A tool for recruitment and accreditation

Current students are not the only ones impacted by the Poverty Simulation. Lynn Holt says prospective students applying to the Genetic Counseling program read about the simulation in the program’s recruiting materials and make it a point to ask about it during their interviews.

“They will say, ‘Does everybody get to do that? Do I get to do that?’” Holt said. “I interviewed 48 people for our eight-member cohort this last time, and 10 to 15 of them asked about it.” Several prospective students mentioned they have found and read the papers about the simulation that Holt has co-written with Peterson and other faculty on the UAB campus. “When they read those papers, they see that we are invested in student learning and learning about important issues like equitable care,” Holt said.

Accrediting organizations are increasingly asking to see more experiential learning and interprofessional learning from programs, Phillips notes. Simulations such as the Poverty Simulation “are active learning, hands-on practice, and they offer experience working in interprofessional teams as well,” he said. “This is a really big topic that has had the impact of helping our CIPES offices to continue to partner with schools.
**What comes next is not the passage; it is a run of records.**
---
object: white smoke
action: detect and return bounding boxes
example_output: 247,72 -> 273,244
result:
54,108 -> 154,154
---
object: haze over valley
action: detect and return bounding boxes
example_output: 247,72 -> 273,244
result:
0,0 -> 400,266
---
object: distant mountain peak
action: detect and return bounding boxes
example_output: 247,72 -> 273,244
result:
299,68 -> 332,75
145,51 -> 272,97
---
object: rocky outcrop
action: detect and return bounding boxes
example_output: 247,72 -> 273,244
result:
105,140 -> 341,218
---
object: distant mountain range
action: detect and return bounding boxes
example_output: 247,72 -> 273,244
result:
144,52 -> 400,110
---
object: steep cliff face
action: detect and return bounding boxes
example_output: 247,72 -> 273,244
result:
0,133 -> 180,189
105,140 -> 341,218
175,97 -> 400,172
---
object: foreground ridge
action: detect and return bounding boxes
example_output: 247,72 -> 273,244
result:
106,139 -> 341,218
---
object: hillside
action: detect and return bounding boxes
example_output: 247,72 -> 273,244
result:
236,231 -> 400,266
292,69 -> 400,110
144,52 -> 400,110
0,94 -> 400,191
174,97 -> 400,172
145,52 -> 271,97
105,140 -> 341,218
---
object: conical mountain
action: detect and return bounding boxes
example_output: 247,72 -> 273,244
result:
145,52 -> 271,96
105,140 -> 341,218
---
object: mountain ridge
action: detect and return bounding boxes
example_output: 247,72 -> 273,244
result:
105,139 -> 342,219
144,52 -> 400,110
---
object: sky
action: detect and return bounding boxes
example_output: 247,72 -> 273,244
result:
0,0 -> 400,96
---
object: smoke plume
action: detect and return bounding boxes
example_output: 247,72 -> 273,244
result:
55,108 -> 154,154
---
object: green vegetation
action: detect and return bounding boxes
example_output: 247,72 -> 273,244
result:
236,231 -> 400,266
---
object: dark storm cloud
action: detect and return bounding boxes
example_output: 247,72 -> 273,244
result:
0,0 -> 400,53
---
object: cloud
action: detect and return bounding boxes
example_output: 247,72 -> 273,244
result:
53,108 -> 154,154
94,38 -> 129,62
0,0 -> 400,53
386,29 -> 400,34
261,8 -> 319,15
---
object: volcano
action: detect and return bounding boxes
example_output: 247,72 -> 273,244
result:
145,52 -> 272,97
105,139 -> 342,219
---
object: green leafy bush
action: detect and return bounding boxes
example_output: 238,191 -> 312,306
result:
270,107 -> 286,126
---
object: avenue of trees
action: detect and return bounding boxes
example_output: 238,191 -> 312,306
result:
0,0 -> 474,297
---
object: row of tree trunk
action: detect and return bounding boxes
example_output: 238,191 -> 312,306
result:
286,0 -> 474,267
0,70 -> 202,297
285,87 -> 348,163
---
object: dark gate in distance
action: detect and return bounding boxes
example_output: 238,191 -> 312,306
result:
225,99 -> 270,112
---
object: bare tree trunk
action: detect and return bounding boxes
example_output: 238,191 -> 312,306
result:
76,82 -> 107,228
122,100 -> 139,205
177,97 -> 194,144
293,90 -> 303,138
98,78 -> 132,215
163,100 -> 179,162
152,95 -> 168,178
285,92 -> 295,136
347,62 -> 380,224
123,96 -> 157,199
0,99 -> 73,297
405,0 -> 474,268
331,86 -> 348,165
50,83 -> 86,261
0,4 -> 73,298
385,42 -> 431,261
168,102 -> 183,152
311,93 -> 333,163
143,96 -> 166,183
As they are preparing for their accrediting visits, they come to us and say, ‘Can you help our school incorporate these activities?’ And we are glad to assist.”

Show, don’t tell

“On a recent episode of the Healthcare Plus Podcast from veteran health care executive Quint Studer, Chuck Stokes, executive-in-residence in UAB’s Department of Health Services Administration, discussed How Health Care’s Academic Communities Are Reinventing Themselves.

One of the main trends Stokes pointed to was simulation, including the department’s master’s degree program and graduate certificate in health care simulation. Simulations can teach both “hard skills,” such as specific procedures and techniques, as well as “soft skills,” Stokes noted.

In the past, “faculty would bring in people who are experienced health care executives to give lectures and [share] our experiences in career development,” Stokes said. “While that used to be OK, it is not good enough for the future …. What our students need is not just to hear a successful executive come in and talk about how successful their career has been and tell them that you need to be an empathetic listener, or you need to be an authentic individual, etc. What they want is that they want you to show them how you do that,” he said. Through simulation, “we put students in real-life situations where they are having to solve a very contentious problem with a medical staff or they have very upset employees because of something that happened in the workforce,” Stokes said. “We are actually putting them through a simulation of how you deal with that, and then we give them feedback about it.”